To most Americans, the phrase "Medicare Fraud" brings up images of individuals who cheat the system to collect healthcare when they don't need it. While those cases do exist, that's not what really concerns fraud analysts, insurance companies, and government agencies. The strong majority of fraud cases involve healthcare providers. The problem is that there are so many providers that current healthcare solutions aren't advanced enough to identify fraud in the vast amount of information. One example is the problem of prescription billing abuse. That area is a great example of where machine learning (ML) can have a direct input on a real-world problem.
As of 2015, there were more than 67,000 pharmacies in the USA. One type of prescription fraud is when a pharmacy automatically sends out prescription refills before a patient requests said refills. By charging for prescriptions that the patients are not using, the pharmacies inflate their revenue. Medicare, Medicaid, and private insurance companies can lose large amounts of money to the practice.
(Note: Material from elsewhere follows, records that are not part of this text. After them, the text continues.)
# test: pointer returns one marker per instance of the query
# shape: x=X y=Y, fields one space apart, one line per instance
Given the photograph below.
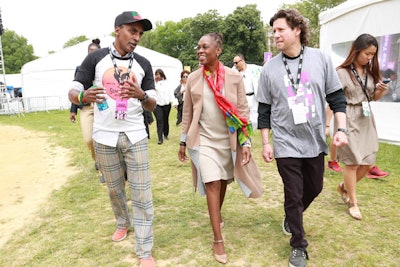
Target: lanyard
x=363 y=86
x=295 y=85
x=117 y=75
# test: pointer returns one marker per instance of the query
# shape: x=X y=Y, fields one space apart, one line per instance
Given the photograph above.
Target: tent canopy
x=341 y=25
x=52 y=75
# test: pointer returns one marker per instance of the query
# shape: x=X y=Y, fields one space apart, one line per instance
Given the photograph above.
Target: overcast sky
x=47 y=25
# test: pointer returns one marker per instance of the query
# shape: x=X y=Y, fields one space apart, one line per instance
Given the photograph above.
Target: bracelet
x=80 y=98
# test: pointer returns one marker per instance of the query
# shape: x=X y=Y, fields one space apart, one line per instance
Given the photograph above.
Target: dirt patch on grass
x=30 y=169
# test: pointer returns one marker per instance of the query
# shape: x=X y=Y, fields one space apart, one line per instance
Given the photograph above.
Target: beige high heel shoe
x=354 y=214
x=220 y=258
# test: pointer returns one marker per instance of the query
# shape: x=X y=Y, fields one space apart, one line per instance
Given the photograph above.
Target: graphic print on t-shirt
x=303 y=97
x=111 y=84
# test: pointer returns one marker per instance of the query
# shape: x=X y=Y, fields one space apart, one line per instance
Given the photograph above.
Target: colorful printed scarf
x=230 y=112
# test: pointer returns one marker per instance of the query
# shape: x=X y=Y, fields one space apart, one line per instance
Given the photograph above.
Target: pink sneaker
x=147 y=262
x=333 y=165
x=376 y=173
x=120 y=234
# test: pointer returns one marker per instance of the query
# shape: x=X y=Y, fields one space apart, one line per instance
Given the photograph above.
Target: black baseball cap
x=127 y=17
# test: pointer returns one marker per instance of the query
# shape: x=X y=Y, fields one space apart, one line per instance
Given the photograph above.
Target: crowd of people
x=297 y=99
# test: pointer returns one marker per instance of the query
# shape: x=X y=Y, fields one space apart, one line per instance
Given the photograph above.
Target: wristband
x=80 y=98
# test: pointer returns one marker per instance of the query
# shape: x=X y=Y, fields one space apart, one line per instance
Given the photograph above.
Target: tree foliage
x=243 y=32
x=16 y=52
x=75 y=40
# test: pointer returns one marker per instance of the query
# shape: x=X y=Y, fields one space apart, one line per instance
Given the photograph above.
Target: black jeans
x=303 y=181
x=162 y=120
x=179 y=114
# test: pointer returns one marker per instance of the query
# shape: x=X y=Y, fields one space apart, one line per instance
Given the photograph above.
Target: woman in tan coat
x=219 y=147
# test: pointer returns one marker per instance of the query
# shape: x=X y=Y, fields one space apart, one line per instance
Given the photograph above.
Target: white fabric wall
x=52 y=75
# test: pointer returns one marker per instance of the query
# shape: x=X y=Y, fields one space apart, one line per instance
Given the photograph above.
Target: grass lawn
x=75 y=225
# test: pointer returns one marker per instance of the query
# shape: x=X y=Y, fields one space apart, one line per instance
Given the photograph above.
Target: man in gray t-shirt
x=293 y=89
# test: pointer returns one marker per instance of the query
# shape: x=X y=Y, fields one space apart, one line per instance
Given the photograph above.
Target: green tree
x=16 y=52
x=247 y=38
x=75 y=40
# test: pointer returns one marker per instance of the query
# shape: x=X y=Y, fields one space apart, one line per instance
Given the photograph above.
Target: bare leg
x=214 y=202
x=352 y=174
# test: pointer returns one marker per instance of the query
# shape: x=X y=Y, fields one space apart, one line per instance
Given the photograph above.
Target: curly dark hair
x=294 y=19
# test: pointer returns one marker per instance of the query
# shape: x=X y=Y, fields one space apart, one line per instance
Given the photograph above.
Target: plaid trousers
x=131 y=161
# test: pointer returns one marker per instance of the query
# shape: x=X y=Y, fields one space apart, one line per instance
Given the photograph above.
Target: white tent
x=341 y=25
x=51 y=76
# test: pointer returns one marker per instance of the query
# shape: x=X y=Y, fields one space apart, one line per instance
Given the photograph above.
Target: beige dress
x=215 y=155
x=363 y=138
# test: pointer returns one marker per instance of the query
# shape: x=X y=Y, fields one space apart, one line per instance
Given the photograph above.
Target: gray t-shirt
x=318 y=78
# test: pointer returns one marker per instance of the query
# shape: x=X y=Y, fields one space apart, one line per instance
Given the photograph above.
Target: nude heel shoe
x=220 y=258
x=354 y=214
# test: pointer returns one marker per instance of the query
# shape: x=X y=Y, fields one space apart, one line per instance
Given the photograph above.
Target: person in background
x=180 y=94
x=333 y=165
x=393 y=94
x=373 y=173
x=165 y=99
x=362 y=82
x=124 y=88
x=148 y=120
x=251 y=75
x=293 y=90
x=87 y=114
x=219 y=146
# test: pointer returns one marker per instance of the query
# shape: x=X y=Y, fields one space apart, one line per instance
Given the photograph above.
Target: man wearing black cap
x=121 y=83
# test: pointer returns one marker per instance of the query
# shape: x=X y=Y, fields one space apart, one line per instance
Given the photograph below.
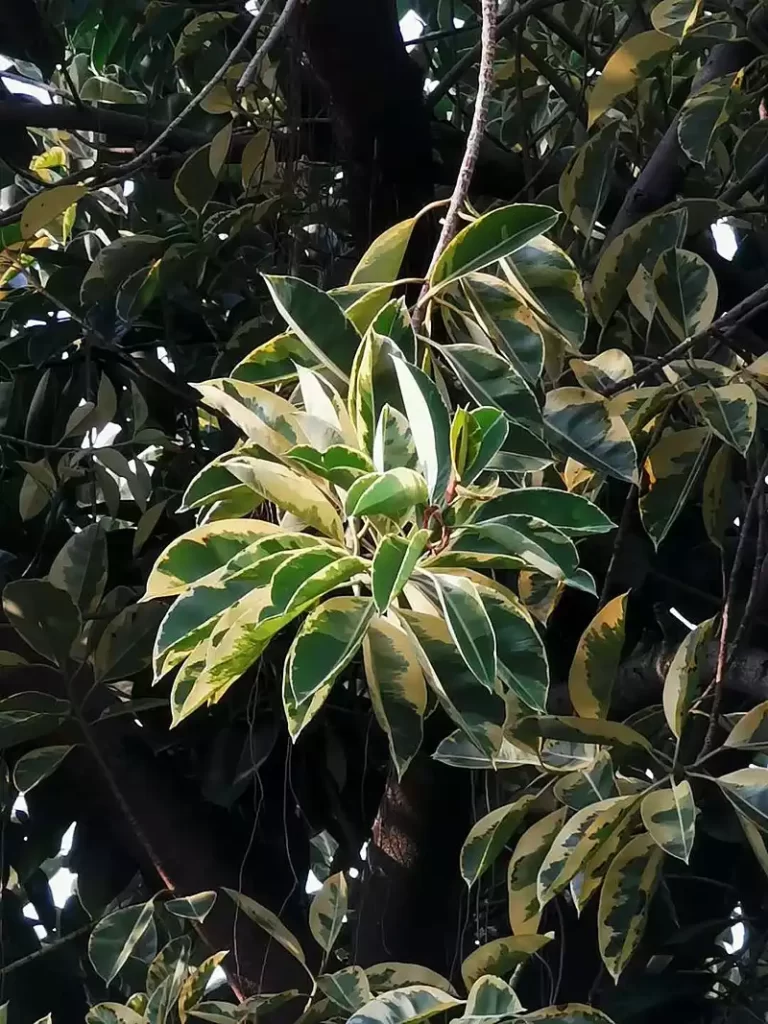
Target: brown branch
x=479 y=119
x=730 y=595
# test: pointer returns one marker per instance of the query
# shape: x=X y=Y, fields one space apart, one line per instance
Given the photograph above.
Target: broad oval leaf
x=670 y=473
x=522 y=871
x=501 y=956
x=469 y=625
x=684 y=676
x=328 y=909
x=670 y=816
x=586 y=430
x=625 y=899
x=686 y=292
x=596 y=660
x=115 y=937
x=404 y=1006
x=317 y=321
x=633 y=61
x=488 y=837
x=397 y=689
x=37 y=765
x=328 y=641
x=488 y=239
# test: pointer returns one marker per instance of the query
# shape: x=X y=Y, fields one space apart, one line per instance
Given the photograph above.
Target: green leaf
x=27 y=716
x=327 y=911
x=491 y=380
x=586 y=430
x=625 y=900
x=385 y=977
x=585 y=833
x=44 y=616
x=638 y=246
x=115 y=937
x=396 y=687
x=290 y=492
x=548 y=281
x=392 y=494
x=488 y=239
x=730 y=411
x=684 y=676
x=195 y=907
x=317 y=321
x=268 y=922
x=586 y=182
x=195 y=183
x=570 y=514
x=508 y=322
x=126 y=645
x=521 y=660
x=475 y=710
x=382 y=259
x=526 y=859
x=748 y=791
x=488 y=837
x=202 y=551
x=469 y=625
x=596 y=660
x=633 y=61
x=326 y=643
x=670 y=473
x=491 y=997
x=429 y=423
x=701 y=115
x=394 y=560
x=45 y=206
x=670 y=817
x=37 y=765
x=348 y=988
x=404 y=1006
x=751 y=731
x=501 y=956
x=686 y=292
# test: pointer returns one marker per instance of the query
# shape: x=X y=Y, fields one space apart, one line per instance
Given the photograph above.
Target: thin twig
x=728 y=320
x=730 y=595
x=474 y=139
x=274 y=34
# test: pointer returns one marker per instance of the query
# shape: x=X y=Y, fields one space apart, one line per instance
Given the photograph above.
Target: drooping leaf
x=115 y=937
x=670 y=816
x=686 y=292
x=397 y=689
x=469 y=625
x=268 y=922
x=580 y=837
x=625 y=899
x=701 y=115
x=488 y=837
x=596 y=660
x=327 y=642
x=586 y=182
x=328 y=909
x=488 y=239
x=670 y=473
x=586 y=430
x=731 y=412
x=195 y=907
x=633 y=61
x=317 y=321
x=684 y=676
x=43 y=615
x=501 y=956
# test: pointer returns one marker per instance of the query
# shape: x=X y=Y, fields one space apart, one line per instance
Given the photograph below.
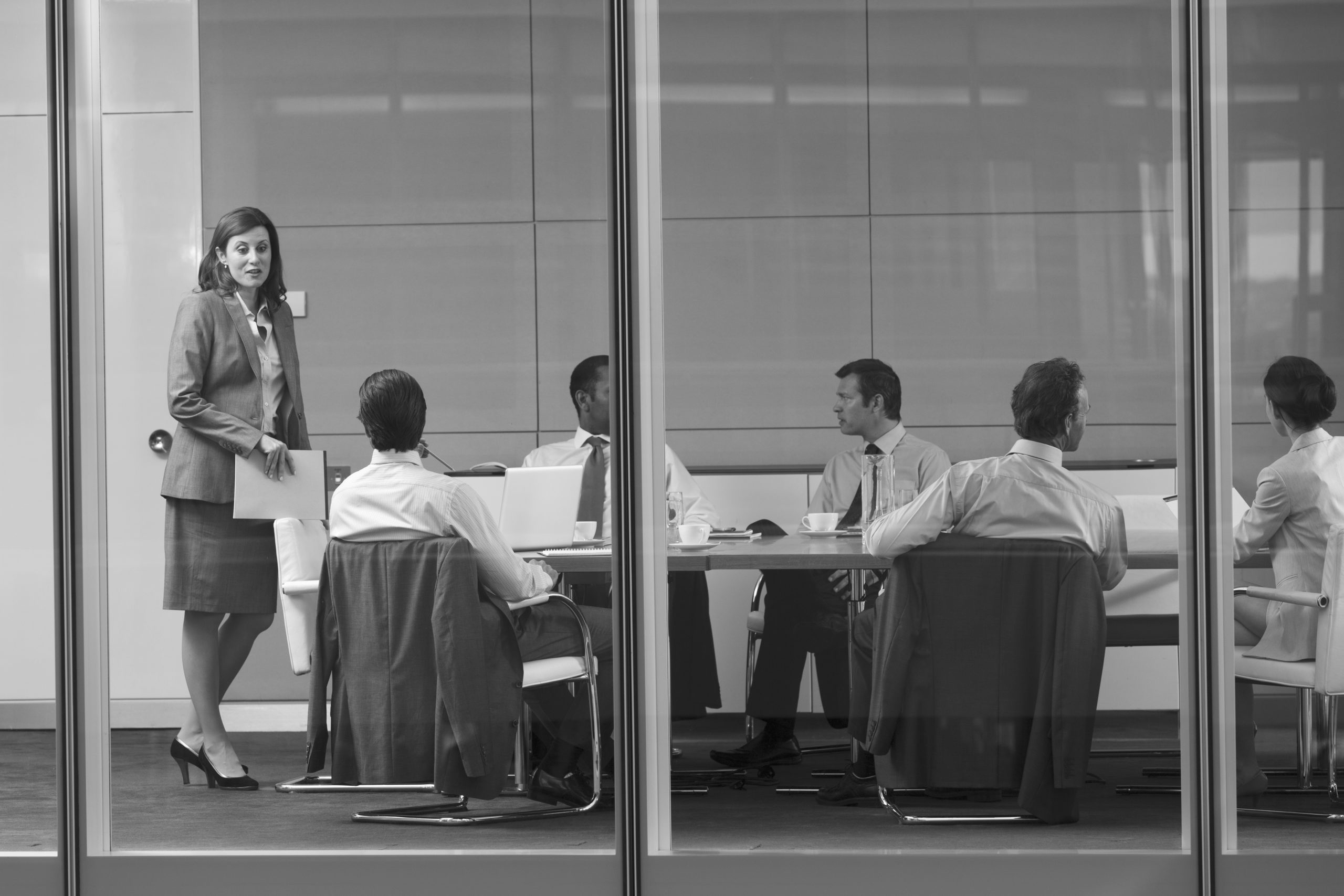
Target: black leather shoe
x=973 y=794
x=573 y=789
x=757 y=754
x=850 y=790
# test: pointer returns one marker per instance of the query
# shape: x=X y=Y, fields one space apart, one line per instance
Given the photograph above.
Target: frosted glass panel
x=764 y=108
x=335 y=113
x=452 y=305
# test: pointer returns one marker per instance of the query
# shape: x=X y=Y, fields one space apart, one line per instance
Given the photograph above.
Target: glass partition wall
x=959 y=191
x=29 y=751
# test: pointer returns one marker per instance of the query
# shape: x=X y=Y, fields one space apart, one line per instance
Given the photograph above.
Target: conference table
x=1151 y=534
x=1150 y=531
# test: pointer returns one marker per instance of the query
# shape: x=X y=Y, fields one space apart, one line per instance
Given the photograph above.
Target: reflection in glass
x=1284 y=163
x=27 y=590
x=436 y=214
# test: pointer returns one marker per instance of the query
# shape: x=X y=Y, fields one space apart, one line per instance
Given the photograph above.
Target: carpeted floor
x=152 y=810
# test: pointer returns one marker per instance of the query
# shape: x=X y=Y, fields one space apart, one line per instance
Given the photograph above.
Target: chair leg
x=448 y=813
x=323 y=785
x=886 y=794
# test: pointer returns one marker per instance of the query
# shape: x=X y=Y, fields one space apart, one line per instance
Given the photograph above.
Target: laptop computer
x=539 y=507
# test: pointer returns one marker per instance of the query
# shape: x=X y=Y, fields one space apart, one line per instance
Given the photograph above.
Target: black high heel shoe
x=183 y=754
x=215 y=779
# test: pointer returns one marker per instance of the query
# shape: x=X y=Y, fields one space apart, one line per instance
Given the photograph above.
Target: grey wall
x=956 y=187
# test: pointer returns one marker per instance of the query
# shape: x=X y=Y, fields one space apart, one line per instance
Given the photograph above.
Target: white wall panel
x=572 y=312
x=145 y=50
x=23 y=58
x=759 y=316
x=356 y=113
x=764 y=108
x=27 y=594
x=151 y=226
x=569 y=109
x=454 y=305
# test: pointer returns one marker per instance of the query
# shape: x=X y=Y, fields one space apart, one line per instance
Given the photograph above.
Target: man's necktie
x=855 y=511
x=593 y=493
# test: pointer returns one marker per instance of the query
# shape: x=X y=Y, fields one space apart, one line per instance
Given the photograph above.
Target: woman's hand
x=277 y=457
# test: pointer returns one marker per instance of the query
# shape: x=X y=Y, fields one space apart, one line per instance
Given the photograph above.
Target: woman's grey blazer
x=214 y=393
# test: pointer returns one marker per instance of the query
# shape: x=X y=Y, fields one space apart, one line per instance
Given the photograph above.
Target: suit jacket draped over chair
x=425 y=669
x=215 y=394
x=985 y=671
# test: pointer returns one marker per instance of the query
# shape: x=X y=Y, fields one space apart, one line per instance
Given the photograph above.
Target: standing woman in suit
x=233 y=387
x=1299 y=498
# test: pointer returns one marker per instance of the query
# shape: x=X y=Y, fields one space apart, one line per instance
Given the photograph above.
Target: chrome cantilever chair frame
x=1306 y=723
x=449 y=813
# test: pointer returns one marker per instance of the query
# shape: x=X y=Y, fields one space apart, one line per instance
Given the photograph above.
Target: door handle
x=160 y=442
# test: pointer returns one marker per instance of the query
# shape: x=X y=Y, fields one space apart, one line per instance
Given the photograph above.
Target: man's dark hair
x=875 y=378
x=213 y=275
x=585 y=376
x=1046 y=397
x=392 y=407
x=1301 y=392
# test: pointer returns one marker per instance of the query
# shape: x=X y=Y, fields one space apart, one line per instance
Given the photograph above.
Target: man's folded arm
x=499 y=568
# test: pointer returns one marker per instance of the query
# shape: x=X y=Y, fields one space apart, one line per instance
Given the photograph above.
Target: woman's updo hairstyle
x=1301 y=392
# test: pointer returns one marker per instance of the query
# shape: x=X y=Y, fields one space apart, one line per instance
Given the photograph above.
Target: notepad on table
x=301 y=495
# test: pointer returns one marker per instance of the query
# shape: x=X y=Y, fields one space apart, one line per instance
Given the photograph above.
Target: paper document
x=301 y=495
x=1240 y=507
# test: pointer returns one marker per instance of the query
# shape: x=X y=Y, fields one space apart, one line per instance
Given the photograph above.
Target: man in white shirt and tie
x=695 y=678
x=803 y=609
x=395 y=499
x=1026 y=493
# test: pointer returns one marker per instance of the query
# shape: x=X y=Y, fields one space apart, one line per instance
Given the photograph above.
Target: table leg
x=853 y=613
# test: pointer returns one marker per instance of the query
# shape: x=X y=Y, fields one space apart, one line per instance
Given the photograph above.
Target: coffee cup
x=822 y=522
x=694 y=532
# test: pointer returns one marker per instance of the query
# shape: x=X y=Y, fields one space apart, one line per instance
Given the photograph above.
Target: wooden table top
x=1148 y=550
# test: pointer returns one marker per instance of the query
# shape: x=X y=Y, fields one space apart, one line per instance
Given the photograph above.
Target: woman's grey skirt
x=214 y=563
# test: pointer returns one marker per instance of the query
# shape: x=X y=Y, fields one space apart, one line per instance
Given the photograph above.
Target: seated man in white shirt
x=397 y=499
x=695 y=678
x=1026 y=493
x=804 y=609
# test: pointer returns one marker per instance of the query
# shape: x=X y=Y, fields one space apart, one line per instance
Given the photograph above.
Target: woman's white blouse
x=1299 y=498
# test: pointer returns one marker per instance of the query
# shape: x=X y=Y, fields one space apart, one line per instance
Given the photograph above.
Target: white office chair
x=1320 y=676
x=756 y=630
x=536 y=673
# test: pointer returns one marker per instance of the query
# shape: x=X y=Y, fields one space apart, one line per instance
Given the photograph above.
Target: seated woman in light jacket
x=1299 y=498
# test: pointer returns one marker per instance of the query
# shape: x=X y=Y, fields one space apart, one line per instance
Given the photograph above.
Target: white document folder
x=301 y=495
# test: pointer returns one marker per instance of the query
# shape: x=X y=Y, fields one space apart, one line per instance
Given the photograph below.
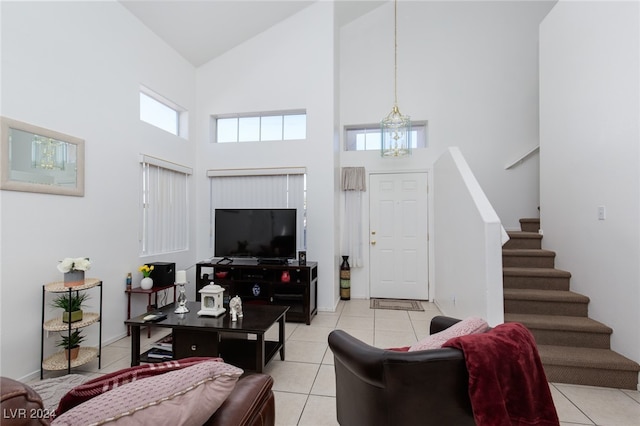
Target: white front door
x=398 y=236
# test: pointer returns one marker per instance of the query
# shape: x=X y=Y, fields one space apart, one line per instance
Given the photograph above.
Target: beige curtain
x=353 y=185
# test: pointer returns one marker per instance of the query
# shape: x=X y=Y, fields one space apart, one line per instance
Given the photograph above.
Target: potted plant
x=72 y=306
x=71 y=344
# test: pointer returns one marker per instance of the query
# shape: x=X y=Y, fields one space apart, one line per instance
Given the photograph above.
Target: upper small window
x=160 y=112
x=260 y=127
x=368 y=137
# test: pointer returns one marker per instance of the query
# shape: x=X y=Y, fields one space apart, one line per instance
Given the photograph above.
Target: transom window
x=367 y=137
x=260 y=127
x=162 y=113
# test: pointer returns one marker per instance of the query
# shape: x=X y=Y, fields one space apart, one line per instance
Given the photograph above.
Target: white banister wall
x=467 y=242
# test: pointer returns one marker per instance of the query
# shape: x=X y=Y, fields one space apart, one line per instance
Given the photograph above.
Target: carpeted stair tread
x=559 y=322
x=514 y=271
x=530 y=224
x=586 y=357
x=523 y=240
x=528 y=252
x=544 y=295
x=524 y=234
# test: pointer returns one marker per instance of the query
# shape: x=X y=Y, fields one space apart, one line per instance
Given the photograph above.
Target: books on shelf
x=160 y=354
x=166 y=343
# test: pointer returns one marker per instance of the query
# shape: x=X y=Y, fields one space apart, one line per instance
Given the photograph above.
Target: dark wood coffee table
x=195 y=335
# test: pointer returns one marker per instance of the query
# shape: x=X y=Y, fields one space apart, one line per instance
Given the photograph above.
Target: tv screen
x=261 y=233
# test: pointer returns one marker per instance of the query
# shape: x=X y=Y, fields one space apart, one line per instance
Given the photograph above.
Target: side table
x=152 y=291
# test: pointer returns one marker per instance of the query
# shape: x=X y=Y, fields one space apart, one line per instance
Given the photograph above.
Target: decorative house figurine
x=211 y=300
x=235 y=308
x=181 y=305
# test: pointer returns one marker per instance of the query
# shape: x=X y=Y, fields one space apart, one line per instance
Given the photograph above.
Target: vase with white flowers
x=147 y=281
x=73 y=270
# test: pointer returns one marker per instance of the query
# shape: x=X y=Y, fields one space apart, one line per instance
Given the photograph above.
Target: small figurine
x=235 y=306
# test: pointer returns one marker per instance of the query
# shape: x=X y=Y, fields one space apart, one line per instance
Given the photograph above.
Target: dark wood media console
x=290 y=284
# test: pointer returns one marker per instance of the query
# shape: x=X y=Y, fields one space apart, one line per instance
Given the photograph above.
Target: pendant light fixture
x=395 y=127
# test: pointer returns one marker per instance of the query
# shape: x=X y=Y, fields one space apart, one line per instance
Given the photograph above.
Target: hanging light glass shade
x=395 y=127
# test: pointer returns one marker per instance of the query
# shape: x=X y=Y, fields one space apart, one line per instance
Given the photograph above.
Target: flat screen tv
x=259 y=233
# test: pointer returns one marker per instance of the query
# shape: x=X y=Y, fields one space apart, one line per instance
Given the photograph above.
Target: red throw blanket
x=507 y=383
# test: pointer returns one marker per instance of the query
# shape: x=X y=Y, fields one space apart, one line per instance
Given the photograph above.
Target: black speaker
x=163 y=274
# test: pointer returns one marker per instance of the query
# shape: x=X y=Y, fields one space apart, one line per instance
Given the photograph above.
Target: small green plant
x=70 y=342
x=70 y=304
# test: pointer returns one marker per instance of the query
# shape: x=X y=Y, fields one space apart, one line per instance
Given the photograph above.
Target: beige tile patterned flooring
x=304 y=384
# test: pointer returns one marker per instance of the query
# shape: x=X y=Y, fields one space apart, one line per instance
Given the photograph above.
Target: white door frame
x=428 y=250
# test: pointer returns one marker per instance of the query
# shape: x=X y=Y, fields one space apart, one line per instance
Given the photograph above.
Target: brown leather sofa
x=250 y=404
x=384 y=387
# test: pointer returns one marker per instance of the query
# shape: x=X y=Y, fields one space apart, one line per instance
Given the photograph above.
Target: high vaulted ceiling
x=202 y=30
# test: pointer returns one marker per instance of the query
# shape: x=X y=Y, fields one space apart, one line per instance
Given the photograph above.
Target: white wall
x=471 y=70
x=589 y=156
x=468 y=243
x=76 y=67
x=289 y=66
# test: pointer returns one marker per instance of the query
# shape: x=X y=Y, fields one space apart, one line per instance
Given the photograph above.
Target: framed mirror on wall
x=34 y=159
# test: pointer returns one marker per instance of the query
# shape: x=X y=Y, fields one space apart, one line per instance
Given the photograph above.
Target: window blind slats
x=165 y=210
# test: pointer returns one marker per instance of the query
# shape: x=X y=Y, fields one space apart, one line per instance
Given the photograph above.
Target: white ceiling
x=204 y=29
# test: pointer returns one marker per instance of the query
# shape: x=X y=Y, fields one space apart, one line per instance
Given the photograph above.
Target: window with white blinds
x=260 y=188
x=165 y=206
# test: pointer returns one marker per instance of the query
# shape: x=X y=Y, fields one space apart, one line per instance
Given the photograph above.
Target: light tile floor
x=304 y=384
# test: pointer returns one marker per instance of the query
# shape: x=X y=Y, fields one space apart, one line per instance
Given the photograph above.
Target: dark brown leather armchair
x=383 y=387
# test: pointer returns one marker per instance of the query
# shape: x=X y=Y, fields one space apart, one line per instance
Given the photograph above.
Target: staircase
x=573 y=348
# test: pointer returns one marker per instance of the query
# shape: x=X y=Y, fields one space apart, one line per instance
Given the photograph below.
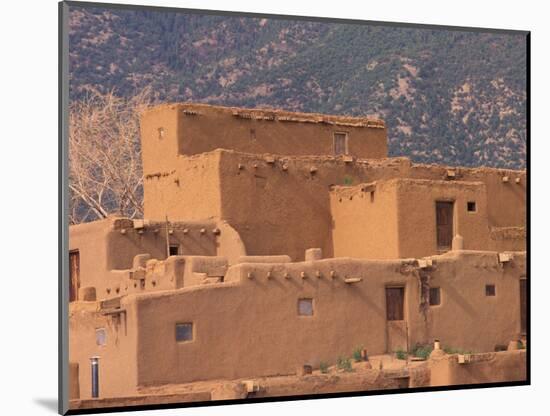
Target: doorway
x=74 y=275
x=444 y=224
x=397 y=337
x=523 y=305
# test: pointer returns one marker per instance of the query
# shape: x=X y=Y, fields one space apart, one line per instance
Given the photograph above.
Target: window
x=435 y=296
x=184 y=332
x=444 y=224
x=395 y=301
x=305 y=307
x=100 y=336
x=340 y=144
x=74 y=275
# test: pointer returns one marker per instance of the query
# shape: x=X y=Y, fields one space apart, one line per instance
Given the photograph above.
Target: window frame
x=494 y=290
x=438 y=288
x=346 y=142
x=97 y=332
x=177 y=246
x=312 y=307
x=192 y=332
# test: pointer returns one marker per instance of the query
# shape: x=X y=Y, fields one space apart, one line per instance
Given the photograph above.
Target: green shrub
x=401 y=355
x=344 y=363
x=357 y=354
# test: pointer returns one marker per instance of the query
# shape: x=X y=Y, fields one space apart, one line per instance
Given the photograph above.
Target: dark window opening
x=184 y=332
x=340 y=144
x=74 y=275
x=435 y=296
x=395 y=299
x=305 y=307
x=174 y=249
x=100 y=336
x=523 y=305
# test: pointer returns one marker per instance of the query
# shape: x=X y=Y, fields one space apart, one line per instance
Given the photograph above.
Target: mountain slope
x=447 y=97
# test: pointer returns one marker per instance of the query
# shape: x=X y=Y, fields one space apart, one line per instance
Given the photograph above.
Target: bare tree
x=105 y=172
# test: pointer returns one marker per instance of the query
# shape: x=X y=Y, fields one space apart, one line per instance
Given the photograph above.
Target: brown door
x=74 y=275
x=340 y=143
x=444 y=224
x=395 y=316
x=395 y=298
x=523 y=304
One example of the problem was a single pharmacy paying more than $340,000 to settle claims made by the Massachusetts Medicaid program (MassHealth). The challenge is that lack of strong analytics can prevent many state organizations and insurers from analyzing data to more quickly identify potential fraud.
In a similar case from the other side of the country, another auto-refill case was discovered by SCAN Health Plan, a non-profit HMO headquartered in Long Beach, CA. The company received tips from customers that they were receiving lidocaine refills they hadn't ordered, with some receiving lidocaine cream every two weeks. Given the specific charges, SCAN was able to use the Alteryx analytics platform to perform an in-depth analysis of their data, identify a number of pharmacies with questionable transactions, and then remove from SCAN's network the ones who practiced fraudulent billing. Since that 2017 identification of a problem, SCAN has saved more than $2 million dollars through identification of that type of fraud.
Reactive is Good but Proactive is Better
While it is good to know that analytics can find fraud once it's known what the analyst should search, there's an obvious problem. Today, most occurrences of this type of fraud are only identified when a patient complains. Given the time that can pass before that happens and the information is sent to the right people, large losses can happen before the insurer finds out there is a problem. It is far better to be proactive, to identify the problem as soon as the data indicates it is there.
That is where machine learning can come in. Given the large data sets in today's medical industry, ML can be trained to analyze refill patterns for individuals, pharmacies, and regions. When ML is then included in the information infrastructure, exceptions can then be immediately flagged for human investigation. Further study can then determine if the flagged transactions are false positives, good prescriptions that fell outside the expected parameters, or real positives found early.
"Businesses can no longer afford to leave machine learning out of their fraud detection arsenal," said Ashley Kramer, SVP Product Management at Alteryx. "Machine learning can rapidly detect anomalies in data that could indicate fraud, giving analysts the freedom to dig deeper into the data, which in turn, has the potential to significantly reduce financial loss for companies." If only a few unusual events can indicate to an ML system that there might be fraud, humans can be notified by the system early in the fraud attempt, preventing the loses now being identified. Analysis of the large volume of existing data is important in stopping loss and starting the recovery process, but machine learning predictive analysis can shut off the loss much earlier, providing significant savings in the healthcare system.